Similarly, we need to move government investments out of low-lying areas.  President Biden put in place the Federal Flood Risk Management Standard to ensure that federal investments can withstand future climate conditions (i.e. don't build where it is/will be flooding or inundated). That standard is slooooowly being implemented, with HUD and FEMA leading the way and most other federal agencies lagging behind. 

The standard requires all federally funded projects to be built with an additional margin of safety for flooding or that future climate projections guide the siting and design, to help ensure that the project is safe from flooding for it’s entire design life.

The above are all examples of ways that the nation can begin to steer development out of harm’s way. Every new development that goes into a vulnerable low-lying area is something that we’ll eventually have to get out of that location as the waters rise.  We need to embrace the old adage, “If you want to get out of a hole, you first have to stop digging.”

Getting people out of harm’s way and to higher ground

As flooding gets worse and as sea levels rise, millions of people are going to need to relocate to higher ground. And many, if not most, people are going to need assistance to do so. As it now stands, it’s extremely difficult for a person to get that assistance.

Over roughly 30 years FEMA has provided funding for about 45,000 voluntary buyouts of flood prone homes. At that pace, FEMA programs will provide relocation assistance to 135,000 more buyouts over the next 90 years. But that’s a drop in the bucket compared to the projected 4.2 million Americans who could see their homes inundated by three feet of sea level rise in coastal areas by the end of the century. Millions more will need to be relocated due to recurring storm surge and flooding along the nation’s inland cities, rivers, and waterways. 

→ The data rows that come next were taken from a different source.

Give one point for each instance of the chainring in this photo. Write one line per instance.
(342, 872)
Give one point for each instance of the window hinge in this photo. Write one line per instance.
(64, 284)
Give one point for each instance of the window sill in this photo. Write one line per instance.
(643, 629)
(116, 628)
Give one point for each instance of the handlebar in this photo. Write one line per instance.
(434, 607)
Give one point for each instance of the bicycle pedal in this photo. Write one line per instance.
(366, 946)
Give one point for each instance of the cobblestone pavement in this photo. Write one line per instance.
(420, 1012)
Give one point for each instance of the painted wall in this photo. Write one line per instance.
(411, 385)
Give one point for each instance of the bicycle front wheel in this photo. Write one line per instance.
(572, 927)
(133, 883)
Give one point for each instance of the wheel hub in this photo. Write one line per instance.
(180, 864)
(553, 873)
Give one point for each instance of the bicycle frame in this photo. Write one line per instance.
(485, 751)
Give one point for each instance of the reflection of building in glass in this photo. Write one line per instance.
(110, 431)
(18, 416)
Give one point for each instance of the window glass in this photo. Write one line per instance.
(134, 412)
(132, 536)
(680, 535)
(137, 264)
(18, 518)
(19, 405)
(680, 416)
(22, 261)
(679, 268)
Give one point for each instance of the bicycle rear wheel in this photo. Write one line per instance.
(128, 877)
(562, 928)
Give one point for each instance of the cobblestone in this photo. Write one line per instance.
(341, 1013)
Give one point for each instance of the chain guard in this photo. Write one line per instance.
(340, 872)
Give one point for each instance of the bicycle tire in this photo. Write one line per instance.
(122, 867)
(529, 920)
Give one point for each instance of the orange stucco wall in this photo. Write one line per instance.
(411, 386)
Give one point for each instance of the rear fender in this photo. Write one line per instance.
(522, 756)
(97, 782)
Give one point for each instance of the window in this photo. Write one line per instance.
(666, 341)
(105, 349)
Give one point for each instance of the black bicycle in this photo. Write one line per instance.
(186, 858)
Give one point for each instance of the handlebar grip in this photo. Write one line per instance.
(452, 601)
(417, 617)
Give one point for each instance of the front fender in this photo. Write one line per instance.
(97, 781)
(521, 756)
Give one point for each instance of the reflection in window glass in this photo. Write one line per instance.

Currently, it can take years for people to secure this type of assistance from FEMA, or another federal agency.  That’s not going to cut it, particularly for lower income people who can’t simply afford to abandon their home and move.

We can make this assistance more readily available, with planning and foresight.  Through a series of workshops with both buyout project managers and people who have had their homes purchased through such efforts, NRDC and our partners developed the following recommendations. Among those recommendations:

  • Plan for providing buyouts and incorporate them as an option into current planning processes (i.e. land use plans, capital plans, hazard mitigation plans, etc).  Communities need to look ahead and realize what parts of their community are most vulnerable and where they may need to consider “un-building” rather than continue developing. 
  • Prepare for offering buyouts before a flood disaster happens.  It’s critically important to talk to community members about the future and what the options are.  If community members think relocation is the best option, then start laying the groundwork to make those happen.  Normally communities don’t seriously think about this option until after a flood disaster strikes.
  • Design for equitable outcomes from the start.  Providing assistance to relocate should not stop at buying a flooded home at market prices. A home that’s flooded multiple times will naturally be worth less than the identical home on higher ground, especially in neighborhoods that may have faced decades of disinvestment. Buyout programs need to be designed to help people get to a safer location. That means not only compensating them for their old home, but also providing assistance finding a new home and additional assistance to find a comparable home that is in a safe location. New Jersey’s Blue Acres program is a good example of how buyouts can provide relocation assistance, not just buy a flooded home. 

The latest National Climate Assessment paints a very clear picture of the challenges ahead, both in efforts to curb the emissions that are the root cause of climate change, but also in the work that is required to protect communities from the unavoidable impacts. 

Flooding and sea level rise are among the most visible and pressing impacts of climate change. The latest assessment not only highlights the challenges ahead, but also lays out some of the strategies and actions that we need to be putting in place in order to address all aspects of the climate crisis.  NRDC and many other local, state, and national organizations are similarly pressing for solutions to some of these daunting challenges.